“As humans, we are intrinsically part of the environment. Anything that is released into the air, the water, the soil, has the potential to make it into our lungs, our stomach, our blood, our brain, our nervous system, and change essentially our health and who we are.”
Marcia McNutt is the President of the National Academy of Sciences and Chair of the National Research Council. Previously, she served as the Editor-in-Chief of the peer-reviewed journal Science and Director of the U.S. Geological Survey (USGS), where she coordinated the response to a number of ecological disasters, including the Deepwater Horizon oil spill.
As the former President and CEO of the Monterey Bay Aquarium Research Institute, McNutt led the institution in its development of biological and chemical sensors for remote ocean deployment, installation of the first deep-sea cabled observatory in U.S. waters, and advancement of the integration of artificial intelligence into autonomous underwater vehicles for undersea missions.

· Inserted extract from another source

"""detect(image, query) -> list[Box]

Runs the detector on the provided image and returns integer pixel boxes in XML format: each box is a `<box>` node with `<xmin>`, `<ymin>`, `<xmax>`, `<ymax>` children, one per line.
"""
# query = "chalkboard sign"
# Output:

A trained geophysicist, McNutt studied marine geophysics with a focus on the dynamics of the earth’s upper mantle and lithosphere on geologic time scales. She held the title of E.A. Griswold Professor of Geophysics at MIT and directed the MIT-WHOI Joint Program in Oceanography/Applied Ocean Science and Engineering. She is a veteran of more than a dozen deep-sea expeditions.

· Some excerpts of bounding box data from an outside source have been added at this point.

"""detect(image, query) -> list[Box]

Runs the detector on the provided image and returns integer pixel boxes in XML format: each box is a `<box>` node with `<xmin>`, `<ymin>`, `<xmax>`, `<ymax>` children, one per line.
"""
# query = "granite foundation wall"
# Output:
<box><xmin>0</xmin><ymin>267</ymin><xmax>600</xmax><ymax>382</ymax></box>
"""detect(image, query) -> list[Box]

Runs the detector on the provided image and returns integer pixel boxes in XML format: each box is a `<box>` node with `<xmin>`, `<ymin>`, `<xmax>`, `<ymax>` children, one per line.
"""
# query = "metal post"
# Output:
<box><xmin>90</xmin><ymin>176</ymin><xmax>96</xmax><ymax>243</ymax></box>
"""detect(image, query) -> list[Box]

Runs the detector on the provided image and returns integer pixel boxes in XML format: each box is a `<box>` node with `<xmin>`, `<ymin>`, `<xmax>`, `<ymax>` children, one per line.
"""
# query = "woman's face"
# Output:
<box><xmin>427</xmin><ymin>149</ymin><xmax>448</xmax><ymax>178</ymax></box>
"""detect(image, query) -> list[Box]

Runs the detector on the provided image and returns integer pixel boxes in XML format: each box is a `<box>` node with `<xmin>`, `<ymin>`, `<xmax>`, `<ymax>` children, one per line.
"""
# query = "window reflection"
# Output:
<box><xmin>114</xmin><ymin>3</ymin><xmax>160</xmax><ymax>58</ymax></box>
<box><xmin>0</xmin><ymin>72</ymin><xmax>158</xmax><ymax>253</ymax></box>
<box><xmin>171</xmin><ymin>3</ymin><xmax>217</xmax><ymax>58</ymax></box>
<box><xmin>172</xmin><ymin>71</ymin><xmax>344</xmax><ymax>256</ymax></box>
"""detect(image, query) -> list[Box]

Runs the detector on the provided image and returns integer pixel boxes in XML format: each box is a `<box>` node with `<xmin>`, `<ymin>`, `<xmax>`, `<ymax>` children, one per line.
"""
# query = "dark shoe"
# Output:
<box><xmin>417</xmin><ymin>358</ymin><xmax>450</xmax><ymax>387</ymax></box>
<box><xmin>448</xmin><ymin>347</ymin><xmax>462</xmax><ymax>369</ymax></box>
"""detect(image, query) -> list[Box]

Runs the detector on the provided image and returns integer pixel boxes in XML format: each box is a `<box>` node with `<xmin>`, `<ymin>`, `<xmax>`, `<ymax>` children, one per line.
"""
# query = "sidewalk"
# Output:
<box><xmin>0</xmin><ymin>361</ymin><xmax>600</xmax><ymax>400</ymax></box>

McNutt is a fellow of the the American Geophysical Union, of which she was President; the Geological Society of America; American Association for the Advancement of Science; and the International Association of Geodesy. She is a member of the American Academy of Arts and Sciences and the American Philosophical Society.
She has been awarded the U.S. Coast Guard’s Meritorious Service Medal and the Maurice Ewing Medal as well as honorary doctoral degrees from Boston University, Worcester Polytechnic Institute, the University of Minnesota, and Colorado College.
McNutt earned her B.A. in physics from Colorado College and her Ph.D. in earth sciences from the Scripps Institution of Oceanography, where she currently holds a visiting appointment.